Suven Pharma ~ Demerged CRAMS Arm of Suven Life Sciences

Capital allocation decisions are to be assessed against alternative options available at that point in time. Every large company has multiple products, product lines, customer segments, geographical regions and so on. Not all of them yield the same margins. If an existing high margin product line becomes a rigid benchmark for future capital allocation, businesses will struggle to grow.

Suven is debt free and sitting on surplus cash. Capital needs of CDMO business have been provided for (capex announced earlier), all from internal accruals. Thus, the Casper acquisition does not starve CDMO of money.

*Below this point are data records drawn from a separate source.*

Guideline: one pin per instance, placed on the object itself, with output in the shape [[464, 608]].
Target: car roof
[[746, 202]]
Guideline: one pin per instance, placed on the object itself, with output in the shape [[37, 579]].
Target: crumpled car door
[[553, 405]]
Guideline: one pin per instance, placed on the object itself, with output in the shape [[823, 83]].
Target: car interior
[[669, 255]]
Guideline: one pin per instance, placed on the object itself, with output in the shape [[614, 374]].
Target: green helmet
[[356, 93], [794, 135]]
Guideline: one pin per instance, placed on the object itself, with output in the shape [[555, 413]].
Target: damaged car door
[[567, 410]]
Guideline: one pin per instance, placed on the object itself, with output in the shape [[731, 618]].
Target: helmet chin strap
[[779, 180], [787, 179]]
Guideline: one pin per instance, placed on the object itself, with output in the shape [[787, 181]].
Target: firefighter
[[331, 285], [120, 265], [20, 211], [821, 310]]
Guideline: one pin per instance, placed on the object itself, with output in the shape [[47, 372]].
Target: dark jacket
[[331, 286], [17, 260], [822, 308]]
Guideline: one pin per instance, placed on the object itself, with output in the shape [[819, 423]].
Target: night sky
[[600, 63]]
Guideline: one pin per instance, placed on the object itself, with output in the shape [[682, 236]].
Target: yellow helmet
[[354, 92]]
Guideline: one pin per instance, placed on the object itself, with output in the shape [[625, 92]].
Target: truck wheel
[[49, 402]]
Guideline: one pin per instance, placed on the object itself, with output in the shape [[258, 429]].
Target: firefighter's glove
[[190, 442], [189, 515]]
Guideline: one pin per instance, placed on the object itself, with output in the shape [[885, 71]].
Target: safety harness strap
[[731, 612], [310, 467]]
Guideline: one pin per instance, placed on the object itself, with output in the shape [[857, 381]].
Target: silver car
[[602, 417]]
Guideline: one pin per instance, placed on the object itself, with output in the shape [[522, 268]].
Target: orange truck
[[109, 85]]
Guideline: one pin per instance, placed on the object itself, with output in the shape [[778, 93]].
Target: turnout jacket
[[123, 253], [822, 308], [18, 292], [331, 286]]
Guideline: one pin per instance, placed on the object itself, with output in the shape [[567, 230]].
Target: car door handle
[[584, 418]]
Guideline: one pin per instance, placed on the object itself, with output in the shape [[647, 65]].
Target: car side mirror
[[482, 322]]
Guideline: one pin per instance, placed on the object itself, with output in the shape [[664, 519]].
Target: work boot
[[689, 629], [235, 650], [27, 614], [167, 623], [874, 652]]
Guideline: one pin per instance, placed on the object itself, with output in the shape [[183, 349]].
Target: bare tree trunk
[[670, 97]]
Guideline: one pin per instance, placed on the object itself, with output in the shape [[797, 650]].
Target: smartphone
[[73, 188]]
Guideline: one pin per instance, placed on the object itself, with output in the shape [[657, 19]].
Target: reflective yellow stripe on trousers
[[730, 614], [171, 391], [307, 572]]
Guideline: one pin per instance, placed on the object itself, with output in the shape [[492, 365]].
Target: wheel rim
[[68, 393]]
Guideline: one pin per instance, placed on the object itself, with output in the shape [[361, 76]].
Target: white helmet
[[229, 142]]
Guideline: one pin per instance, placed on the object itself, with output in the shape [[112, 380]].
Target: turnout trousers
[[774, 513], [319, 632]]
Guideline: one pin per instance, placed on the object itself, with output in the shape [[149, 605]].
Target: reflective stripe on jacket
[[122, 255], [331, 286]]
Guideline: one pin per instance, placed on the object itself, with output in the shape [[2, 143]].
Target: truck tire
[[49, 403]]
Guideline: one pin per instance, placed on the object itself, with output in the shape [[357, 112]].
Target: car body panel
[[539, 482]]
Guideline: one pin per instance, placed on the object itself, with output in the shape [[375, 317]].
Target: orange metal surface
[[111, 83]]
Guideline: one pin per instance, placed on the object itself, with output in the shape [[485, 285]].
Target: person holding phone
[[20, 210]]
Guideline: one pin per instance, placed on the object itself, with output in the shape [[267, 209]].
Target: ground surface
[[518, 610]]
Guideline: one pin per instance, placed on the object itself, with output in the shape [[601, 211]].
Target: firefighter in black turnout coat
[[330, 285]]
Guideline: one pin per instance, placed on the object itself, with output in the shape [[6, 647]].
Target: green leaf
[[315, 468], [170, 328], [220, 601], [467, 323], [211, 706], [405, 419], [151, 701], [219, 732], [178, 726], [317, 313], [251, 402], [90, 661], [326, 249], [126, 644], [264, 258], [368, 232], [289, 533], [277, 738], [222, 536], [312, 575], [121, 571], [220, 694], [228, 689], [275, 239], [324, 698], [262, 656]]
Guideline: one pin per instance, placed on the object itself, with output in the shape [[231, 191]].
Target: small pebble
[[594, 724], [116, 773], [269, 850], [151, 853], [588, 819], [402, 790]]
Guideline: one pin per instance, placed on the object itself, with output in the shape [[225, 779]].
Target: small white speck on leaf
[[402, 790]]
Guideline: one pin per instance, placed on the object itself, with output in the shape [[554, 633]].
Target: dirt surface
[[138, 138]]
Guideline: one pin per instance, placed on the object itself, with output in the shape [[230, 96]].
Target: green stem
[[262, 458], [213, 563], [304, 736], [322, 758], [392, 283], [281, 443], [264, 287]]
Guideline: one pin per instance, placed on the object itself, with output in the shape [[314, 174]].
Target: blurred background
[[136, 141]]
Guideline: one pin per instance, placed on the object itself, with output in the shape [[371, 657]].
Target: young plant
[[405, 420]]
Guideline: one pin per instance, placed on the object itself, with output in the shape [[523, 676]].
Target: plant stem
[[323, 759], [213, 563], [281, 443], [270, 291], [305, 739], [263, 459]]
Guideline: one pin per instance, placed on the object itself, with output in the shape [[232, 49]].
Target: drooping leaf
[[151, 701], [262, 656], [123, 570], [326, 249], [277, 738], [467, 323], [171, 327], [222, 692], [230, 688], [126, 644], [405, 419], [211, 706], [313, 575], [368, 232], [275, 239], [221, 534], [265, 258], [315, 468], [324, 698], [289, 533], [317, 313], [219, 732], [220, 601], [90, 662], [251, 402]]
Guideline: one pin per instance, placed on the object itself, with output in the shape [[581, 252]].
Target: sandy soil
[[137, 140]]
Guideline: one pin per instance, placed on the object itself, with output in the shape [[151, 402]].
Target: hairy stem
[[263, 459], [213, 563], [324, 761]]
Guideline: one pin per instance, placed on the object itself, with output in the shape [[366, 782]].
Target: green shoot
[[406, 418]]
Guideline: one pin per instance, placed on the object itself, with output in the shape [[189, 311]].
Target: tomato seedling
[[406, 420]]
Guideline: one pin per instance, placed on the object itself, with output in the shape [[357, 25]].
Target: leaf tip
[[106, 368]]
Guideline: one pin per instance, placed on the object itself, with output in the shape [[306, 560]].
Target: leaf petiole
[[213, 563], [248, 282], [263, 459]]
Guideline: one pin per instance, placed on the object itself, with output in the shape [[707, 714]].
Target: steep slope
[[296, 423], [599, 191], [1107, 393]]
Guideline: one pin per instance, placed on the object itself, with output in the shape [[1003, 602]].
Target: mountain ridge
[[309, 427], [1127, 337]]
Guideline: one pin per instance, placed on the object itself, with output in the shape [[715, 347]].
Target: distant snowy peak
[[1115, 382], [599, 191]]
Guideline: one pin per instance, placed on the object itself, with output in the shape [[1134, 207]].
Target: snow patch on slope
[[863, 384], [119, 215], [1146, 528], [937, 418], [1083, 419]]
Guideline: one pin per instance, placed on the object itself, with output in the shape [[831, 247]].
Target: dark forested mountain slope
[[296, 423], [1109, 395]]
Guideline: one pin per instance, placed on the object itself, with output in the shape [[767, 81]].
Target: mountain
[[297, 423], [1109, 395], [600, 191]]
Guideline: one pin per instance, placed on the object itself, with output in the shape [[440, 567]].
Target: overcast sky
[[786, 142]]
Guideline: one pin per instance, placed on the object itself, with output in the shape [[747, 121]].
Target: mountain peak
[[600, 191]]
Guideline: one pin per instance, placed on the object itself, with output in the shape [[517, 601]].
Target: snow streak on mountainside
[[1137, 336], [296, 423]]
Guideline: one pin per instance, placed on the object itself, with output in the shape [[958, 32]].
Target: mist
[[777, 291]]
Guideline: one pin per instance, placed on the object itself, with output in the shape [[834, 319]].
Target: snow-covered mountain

Casper is located in a SEZ and has long-term customer contract to buy all its production. These are valuable intangibles not visible on the balance sheet. Once it clears FDA inspection, Mr. Jasti says it can generate revenues of Rs.300 crore per annum with a potential to be scaled even more. Mr. Jasti has said he is paying only for asset value (Rs.155 crore), not for business value. He understands that the business value is much higher, even with ‘me too’ products. The acquisition also helps to de-risk the business from excessive dependency on CDMO. In FY21, top 2 customers constituted 45% of Suven’s revenue.

An opportunity came his way and he seized it. Most businessmen in his place would have done the same thing. Casper is thus a step forward.